Call for Papers ¨Europe by Design: Rethinking Projects and Policies¨, Sciences Po, 8 July, 2015 - 10 July, 2015

Application Deadline: 26 September, 2014

https://www.ipsa.org/news/call-for-paper/europe-design-rethinking-projects-and-policies?utm_source=twitterfeed&utm_medium=twitter

Abstract: The European Union is facing one of its most dramatic crisis, investing economic, institutional, and social aspects of its existence. The crisis has highlighted the fragile foundations of EU’s democracy and has challenged its social cohesion, leading to questioning the idea of Europe itself. The difficulty in overcoming the current impasse has emphasized the inconsistency of the European project itself, dramatically bringing to the fore the question of how the EU has been designed. The issue of how strategies, visions and projects of EU integration are defined has become, consequently, crucial. More than the outcome of a precise political design, the EU itself seems rather the product of the action of economic, political and bureaucratic elites, of pressure and interest groups and of opinion movements that, from the 1950s onwards, have pursued their own visions of Europe, leading to complex and often contradictory policies and strategies. This panel/mini symposium sheds light on the ways in which projects concerning Europe have been shaped and how have been implemented from the beginning of the integration process to present day.
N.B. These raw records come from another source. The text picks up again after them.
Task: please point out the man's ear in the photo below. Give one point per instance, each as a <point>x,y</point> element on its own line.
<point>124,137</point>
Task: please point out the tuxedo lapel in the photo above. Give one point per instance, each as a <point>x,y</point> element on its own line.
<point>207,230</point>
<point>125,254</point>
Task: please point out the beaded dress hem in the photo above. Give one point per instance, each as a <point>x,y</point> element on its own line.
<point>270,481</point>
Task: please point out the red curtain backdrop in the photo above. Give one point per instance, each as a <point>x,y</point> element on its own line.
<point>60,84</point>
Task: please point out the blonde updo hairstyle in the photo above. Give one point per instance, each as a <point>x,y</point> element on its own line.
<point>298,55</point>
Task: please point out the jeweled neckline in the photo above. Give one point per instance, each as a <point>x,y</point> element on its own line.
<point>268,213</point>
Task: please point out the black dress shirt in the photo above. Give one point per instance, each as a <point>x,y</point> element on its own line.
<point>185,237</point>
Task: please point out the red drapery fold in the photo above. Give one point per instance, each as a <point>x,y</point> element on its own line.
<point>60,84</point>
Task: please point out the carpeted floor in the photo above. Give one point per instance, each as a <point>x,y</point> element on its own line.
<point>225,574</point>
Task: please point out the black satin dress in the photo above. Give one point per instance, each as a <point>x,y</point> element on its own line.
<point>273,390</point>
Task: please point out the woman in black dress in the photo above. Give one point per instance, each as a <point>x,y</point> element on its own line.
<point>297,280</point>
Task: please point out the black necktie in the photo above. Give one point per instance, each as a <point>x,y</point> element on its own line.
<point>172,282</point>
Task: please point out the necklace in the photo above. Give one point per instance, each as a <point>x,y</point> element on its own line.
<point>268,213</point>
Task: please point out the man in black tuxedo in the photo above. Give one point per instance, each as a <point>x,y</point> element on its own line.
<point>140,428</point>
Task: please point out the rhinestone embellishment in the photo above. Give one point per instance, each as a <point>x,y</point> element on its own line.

From a theoretical, social and historical perspective, it considers a variety of actors operating in complex decision making processes; as well as the processes and the architectures affecting the design of the EU.



The purpose of the panel/mini-symposium is to address questions such as:



· How do infrastructural needs affect visions about Europe? · How does the Internet affect EU political projects and strategies? · Governing by Internet architecture: what kind of European policy in the geopolitical arena? · How did the EU’s institutional architecture affect the responses to the crisis? · How does the perception of economic, political and institutional crisis influence the creation of EU strategies? · What has been and what is the role of Eurobureaucracies in defining projects of European integration? · Does evaluation affect the legitimation of EU’s policies and the strengthening of European integration? · How has the role of intellectuals changed, from the early twentieth century to today, in shaping projects of European integration? · How has the role of politicians, business men, engineers, bankers and bureaucrats impacted on European social and political life? · What impact have the old and new media in defining projects about the EU?